О Рубцове

Константин КУЗЬМИНСКИЙ

ВЕЛИКОРУССКИЙ СОЮЗ ИУДОВИЧЕЙ

Коллеги Рубцова по рязанскому - тьфу! - вологодскому отделению Союза писателей почтили память поэта "Воспоминаниями о Рубцове" - малым тиражом и к тому же, чуть ли не арестованным по выходе. Нет смысла перечислять эту скотоферму - об этом уже потщился великий Исаевич, увековечив в своем "Бодался теленок с дубом" имена всех этих Матушкиных, Баранниковых, Кожевниковых, Ворониных, Поварешкиных. И не лень было, старому дураку! Я так просто - кроме Яшина, да Астафьева и его жены - никого не упомнил. Какие-то, вологодские. Члены, однако ж.

И вот, в воспоминаниях этих членов - вкупе когда - проскальзывает одна и та же нота: о "неустроенности" поэта, мотавшегося из Москвы в Вологду и не имевшего ни там, ни там пристанища, о нищете его, о том, что "вспоминал он сытые годы на флоте, когда о кормежке заботился не он, а старшина" (потом найду страницу, книжку уже Мышь нашла), о редких публикациях, о том, что однокомнатную квартиру в Вологде он получил лишь перед смертью, и "даже не успел в ней пожить".

Это в самой счастливой стране мира. В стране справедливости. А где же были все мемуаристы? А в Союзе, печатались, получали квартиры и не вспоминали "сытую жизнь" на флоте, заботами старшины...

Вся книга - от первой до последней страницы - ложь, фальшь и УМОЛЧАНИЕ. И не только имени "той женщины", как ее называют мемуаристы, не упомянуто. Не упомянута -сама ЖИЗНЬ нищего поэта, который не хотел продаваться.

Каждая вторая страница в книжке - у меня загнута и помечена, то карандашом, то ручкой.

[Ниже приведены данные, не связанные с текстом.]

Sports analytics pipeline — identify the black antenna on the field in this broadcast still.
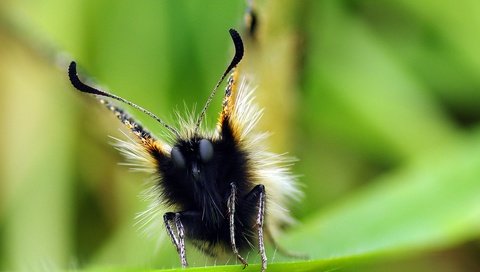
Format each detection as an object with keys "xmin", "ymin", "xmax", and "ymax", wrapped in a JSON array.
[
  {"xmin": 194, "ymin": 28, "xmax": 244, "ymax": 133},
  {"xmin": 68, "ymin": 61, "xmax": 181, "ymax": 138}
]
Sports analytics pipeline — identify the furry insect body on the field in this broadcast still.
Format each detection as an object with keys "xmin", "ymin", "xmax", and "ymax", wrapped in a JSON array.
[
  {"xmin": 159, "ymin": 131, "xmax": 258, "ymax": 252},
  {"xmin": 68, "ymin": 29, "xmax": 300, "ymax": 272}
]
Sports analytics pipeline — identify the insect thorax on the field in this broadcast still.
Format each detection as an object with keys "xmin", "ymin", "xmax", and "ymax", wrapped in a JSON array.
[{"xmin": 157, "ymin": 131, "xmax": 252, "ymax": 228}]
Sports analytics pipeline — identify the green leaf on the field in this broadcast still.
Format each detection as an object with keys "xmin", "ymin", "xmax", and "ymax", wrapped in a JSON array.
[{"xmin": 280, "ymin": 133, "xmax": 480, "ymax": 268}]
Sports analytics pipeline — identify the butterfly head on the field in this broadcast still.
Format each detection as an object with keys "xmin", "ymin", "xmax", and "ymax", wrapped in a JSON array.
[{"xmin": 170, "ymin": 138, "xmax": 215, "ymax": 182}]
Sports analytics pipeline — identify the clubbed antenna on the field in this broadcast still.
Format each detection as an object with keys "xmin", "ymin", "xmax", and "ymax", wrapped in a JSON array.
[
  {"xmin": 194, "ymin": 28, "xmax": 244, "ymax": 134},
  {"xmin": 68, "ymin": 61, "xmax": 181, "ymax": 138}
]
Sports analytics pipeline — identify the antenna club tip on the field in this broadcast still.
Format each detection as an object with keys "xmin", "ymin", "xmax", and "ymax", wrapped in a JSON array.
[
  {"xmin": 68, "ymin": 60, "xmax": 77, "ymax": 71},
  {"xmin": 68, "ymin": 61, "xmax": 100, "ymax": 96},
  {"xmin": 68, "ymin": 61, "xmax": 77, "ymax": 77},
  {"xmin": 228, "ymin": 29, "xmax": 243, "ymax": 48},
  {"xmin": 227, "ymin": 28, "xmax": 244, "ymax": 66},
  {"xmin": 68, "ymin": 61, "xmax": 82, "ymax": 89}
]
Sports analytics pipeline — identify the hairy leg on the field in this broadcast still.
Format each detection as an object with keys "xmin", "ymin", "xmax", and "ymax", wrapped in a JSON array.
[
  {"xmin": 244, "ymin": 184, "xmax": 267, "ymax": 272},
  {"xmin": 227, "ymin": 182, "xmax": 249, "ymax": 268}
]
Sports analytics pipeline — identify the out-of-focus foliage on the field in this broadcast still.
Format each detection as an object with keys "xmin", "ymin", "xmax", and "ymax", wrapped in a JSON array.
[{"xmin": 0, "ymin": 0, "xmax": 479, "ymax": 271}]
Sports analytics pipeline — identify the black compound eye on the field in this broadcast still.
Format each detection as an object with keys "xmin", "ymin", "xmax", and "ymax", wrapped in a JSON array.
[
  {"xmin": 171, "ymin": 147, "xmax": 186, "ymax": 169},
  {"xmin": 199, "ymin": 139, "xmax": 214, "ymax": 163}
]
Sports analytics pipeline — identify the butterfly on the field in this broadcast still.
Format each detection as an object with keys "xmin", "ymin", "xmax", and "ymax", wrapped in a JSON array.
[{"xmin": 68, "ymin": 28, "xmax": 301, "ymax": 272}]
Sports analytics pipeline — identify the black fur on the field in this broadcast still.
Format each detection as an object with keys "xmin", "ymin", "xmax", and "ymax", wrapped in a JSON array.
[{"xmin": 155, "ymin": 116, "xmax": 259, "ymax": 254}]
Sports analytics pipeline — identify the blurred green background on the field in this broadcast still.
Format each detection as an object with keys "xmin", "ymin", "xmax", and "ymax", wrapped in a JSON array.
[{"xmin": 1, "ymin": 0, "xmax": 480, "ymax": 271}]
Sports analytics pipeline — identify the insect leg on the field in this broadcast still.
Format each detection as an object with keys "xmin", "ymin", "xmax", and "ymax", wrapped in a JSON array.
[
  {"xmin": 245, "ymin": 184, "xmax": 267, "ymax": 272},
  {"xmin": 163, "ymin": 212, "xmax": 188, "ymax": 267},
  {"xmin": 174, "ymin": 213, "xmax": 188, "ymax": 268},
  {"xmin": 227, "ymin": 182, "xmax": 248, "ymax": 268}
]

Недомолвки, искажения и - редкие крупицы - полувыговоренной правды. О Рубцове надо писать - особую книгу. Страниц антологии нехватит привести и прокомментировать - каждую из этих страниц. И тираж у Антологии - 500, и кроме Евтушенко - ни один советский поэт или литкритик не может ее купить (как, впрочем, и ставшую сразу же раритетом - тираж 15 000, вышедшую в 1983 году, книгу о Рубцове...) Но бодро пишут коллеги: "Не объяснишь случайностью тот факт, что более 10 человек из нашего литобъединения (при газете "На страже Заполярья" - ККК) - все сверстники почти, одного года призыва ребята ("годки" - на флотском языке) - стали членами Союза писателей СССР. Многие бывшие матросы и старшины сегодня - профессиональные журналисты, получившие после службы образование в Литературном институте, Московском и Ленинградском университетах." (стр.69) - пишет Валентин Сафонов, один из. А Коля Рубцов - не был членом. И почти не печатался (2 тонюсеньких сборника при жизни). И из Литинститута его изгоняли.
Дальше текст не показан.